身体の体感できるスケールというか、そういう事を大事にしている様に感じます。
実際今までの流れでいう道具というものの殆どは、身体機能を拡張する機能を持っていて、自転車は足の、電話は口、又は耳の、コンピューターに至っては脳の拡張です。現在のそういった便利な文明全てを否定するつもりもありませんし、後戻りできるとも思っていないし、例えば自転車には自転車の、コンピューターにはコンピューターの良さがあるとも思ったりするのですが、そういった消費社会、身体に楽をさせすぎるバランスの悪さに時々違和感を覚える事も正直あったりします。

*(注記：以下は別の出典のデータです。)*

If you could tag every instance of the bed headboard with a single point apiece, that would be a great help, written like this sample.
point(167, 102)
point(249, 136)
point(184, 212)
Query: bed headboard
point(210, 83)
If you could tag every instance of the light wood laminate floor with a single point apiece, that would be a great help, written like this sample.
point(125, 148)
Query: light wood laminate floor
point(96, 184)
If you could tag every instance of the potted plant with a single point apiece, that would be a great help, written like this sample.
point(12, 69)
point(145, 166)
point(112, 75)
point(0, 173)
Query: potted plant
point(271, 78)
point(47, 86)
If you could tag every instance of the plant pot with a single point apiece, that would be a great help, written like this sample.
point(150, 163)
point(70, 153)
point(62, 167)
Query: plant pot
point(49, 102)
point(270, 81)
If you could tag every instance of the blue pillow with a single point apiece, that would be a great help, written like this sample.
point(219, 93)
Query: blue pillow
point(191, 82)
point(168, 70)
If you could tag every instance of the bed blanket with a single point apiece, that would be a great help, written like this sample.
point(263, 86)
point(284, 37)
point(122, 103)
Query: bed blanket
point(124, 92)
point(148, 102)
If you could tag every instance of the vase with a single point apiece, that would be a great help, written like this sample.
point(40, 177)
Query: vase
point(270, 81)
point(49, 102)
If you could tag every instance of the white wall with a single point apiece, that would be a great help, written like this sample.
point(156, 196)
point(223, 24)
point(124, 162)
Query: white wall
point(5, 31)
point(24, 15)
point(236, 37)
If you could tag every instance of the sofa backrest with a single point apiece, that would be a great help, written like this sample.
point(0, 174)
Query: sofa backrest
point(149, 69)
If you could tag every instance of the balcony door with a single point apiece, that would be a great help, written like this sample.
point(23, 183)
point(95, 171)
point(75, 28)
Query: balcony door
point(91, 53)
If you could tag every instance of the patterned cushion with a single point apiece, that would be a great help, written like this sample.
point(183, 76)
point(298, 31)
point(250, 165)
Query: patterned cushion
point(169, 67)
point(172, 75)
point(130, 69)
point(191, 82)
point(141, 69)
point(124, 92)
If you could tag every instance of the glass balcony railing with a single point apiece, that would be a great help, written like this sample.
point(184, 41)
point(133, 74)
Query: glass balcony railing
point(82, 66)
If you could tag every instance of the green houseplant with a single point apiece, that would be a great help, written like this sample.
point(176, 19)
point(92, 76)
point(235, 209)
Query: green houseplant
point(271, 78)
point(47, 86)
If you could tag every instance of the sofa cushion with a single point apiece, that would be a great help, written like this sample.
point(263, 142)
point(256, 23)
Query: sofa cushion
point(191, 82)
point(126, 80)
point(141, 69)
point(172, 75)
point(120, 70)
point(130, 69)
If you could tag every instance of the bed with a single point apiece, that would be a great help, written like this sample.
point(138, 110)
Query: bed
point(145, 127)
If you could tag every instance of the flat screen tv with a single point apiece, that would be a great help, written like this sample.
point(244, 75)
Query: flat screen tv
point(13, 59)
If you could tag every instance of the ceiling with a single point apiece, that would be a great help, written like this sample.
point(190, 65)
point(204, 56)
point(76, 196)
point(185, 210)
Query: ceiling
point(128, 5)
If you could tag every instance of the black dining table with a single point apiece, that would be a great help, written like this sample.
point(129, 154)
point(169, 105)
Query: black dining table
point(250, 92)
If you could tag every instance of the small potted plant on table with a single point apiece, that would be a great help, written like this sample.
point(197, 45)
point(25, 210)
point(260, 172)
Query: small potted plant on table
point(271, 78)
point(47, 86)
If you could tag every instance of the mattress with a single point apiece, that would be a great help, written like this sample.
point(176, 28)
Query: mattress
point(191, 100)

そしてものをつくる人間にとってこういったバランスやスタンスをはっきりさせるのはやはり必要な事で、そしてやはり自分の経験できる事、体感できる事を基本、手掛かりにしていくしかないのかなと。そういった事は理解でき、ごく正直まっとうな事だと理解できるのですが、WEBや印刷などは予め多くの人の目に晒されるものなので、そこの部分のバランスみたいなものは自分の中で葛藤があったりします。なんか結局取り留めなく、しかも締まりもなくて何が言いたいのかわからなくなっちゃいましたが、ここら辺の自分自身の問題はまた以後も色々考え続けます、というかぐだぐだ考えないで仕事します…。